This is an automated email from the ASF dual-hosted git repository.
JingsongLi pushed a commit to branch main
in repository https://gitbox.apache.org/repos/asf/paimon-mosaic.git
The following commit(s) were added to refs/heads/main by this push:
new 1b811b9 Reject unsupported types in stats_columns at writer creation
time (#20)
1b811b9 is described below
commit 1b811b9ab73a6f38ee16518bb980bac14a409184
Author: Jingsong Lee <[email protected]>
AuthorDate: Wed May 20 21:48:40 2026 +0800
Reject unsupported types in stats_columns at writer creation time (#20)
Previously unsupported types were silently filtered, making the returned
statistics list not correspond positionally to the input stats_columns.
Now the writer returns an error if any stats_columns index is out of
range or refers to a type that does not support statistics. Also adds
Javadoc/docstring comments clarifying that getRowGroupStatistics returns
entries in the same order as stats_columns.
---
core/src/writer.rs | 114 ++++++++++++++++++---
.../org/apache/paimon/mosaic/MosaicReader.java | 4 +
.../org/apache/paimon/mosaic/MosaicWriter.java | 4 +
python/mosaic/mosaic.py | 10 ++
4 files changed, 115 insertions(+), 17 deletions(-)

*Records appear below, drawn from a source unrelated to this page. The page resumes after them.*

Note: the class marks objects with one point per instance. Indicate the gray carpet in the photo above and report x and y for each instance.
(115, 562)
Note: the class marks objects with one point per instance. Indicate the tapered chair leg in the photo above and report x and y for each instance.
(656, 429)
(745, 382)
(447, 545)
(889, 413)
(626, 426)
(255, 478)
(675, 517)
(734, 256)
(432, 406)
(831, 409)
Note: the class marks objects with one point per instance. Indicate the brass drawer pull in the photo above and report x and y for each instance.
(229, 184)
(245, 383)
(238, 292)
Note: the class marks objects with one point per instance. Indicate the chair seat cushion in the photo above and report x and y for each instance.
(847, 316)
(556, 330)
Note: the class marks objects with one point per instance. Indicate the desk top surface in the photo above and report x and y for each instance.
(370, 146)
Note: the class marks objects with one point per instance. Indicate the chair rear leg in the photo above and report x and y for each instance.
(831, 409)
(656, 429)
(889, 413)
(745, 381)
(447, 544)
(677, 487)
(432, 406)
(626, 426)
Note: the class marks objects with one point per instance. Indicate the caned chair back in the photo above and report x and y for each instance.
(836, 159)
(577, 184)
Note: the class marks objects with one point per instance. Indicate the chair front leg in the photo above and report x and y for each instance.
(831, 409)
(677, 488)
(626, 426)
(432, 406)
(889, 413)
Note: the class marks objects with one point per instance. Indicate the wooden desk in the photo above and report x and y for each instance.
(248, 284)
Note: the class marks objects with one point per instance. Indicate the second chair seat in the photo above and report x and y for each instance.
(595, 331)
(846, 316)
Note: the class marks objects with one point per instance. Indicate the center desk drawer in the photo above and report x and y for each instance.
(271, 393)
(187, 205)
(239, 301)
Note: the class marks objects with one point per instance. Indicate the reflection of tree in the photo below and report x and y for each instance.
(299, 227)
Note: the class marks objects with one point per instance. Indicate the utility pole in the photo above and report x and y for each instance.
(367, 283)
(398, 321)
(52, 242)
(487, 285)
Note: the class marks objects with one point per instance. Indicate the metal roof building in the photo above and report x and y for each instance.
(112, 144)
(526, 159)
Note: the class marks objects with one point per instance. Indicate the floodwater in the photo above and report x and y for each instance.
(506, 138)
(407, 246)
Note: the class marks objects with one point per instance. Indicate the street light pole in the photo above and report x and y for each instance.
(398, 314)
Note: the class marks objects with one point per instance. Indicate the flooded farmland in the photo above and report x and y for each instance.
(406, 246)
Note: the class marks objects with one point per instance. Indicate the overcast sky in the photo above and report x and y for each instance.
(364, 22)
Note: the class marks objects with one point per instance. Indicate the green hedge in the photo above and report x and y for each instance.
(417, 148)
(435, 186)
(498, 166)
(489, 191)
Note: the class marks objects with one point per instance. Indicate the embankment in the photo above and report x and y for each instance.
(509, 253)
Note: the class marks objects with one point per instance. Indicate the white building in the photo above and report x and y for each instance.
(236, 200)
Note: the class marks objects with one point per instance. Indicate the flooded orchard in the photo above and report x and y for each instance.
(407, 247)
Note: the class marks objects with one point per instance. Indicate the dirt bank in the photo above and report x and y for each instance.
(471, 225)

diff --git a/core/src/writer.rs b/core/src/writer.rs
index a529bcf..fb4ef13 100644
--- a/core/src/writer.rs
+++ b/core/src/writer.rs
@@ -99,10 +99,14 @@ impl<S: OutputFile> MosaicWriter<S> {
pub fn new(out: S, schema: &Schema, options: WriterOptions) ->
io::Result<Self> {
let mosaic_schema = MosaicSchema::from_arrow(schema,
options.num_buckets)
.map_err(|e| io::Error::new(io::ErrorKind::InvalidInput, e))?;
- Ok(Self::from_mosaic_schema(out, mosaic_schema, options))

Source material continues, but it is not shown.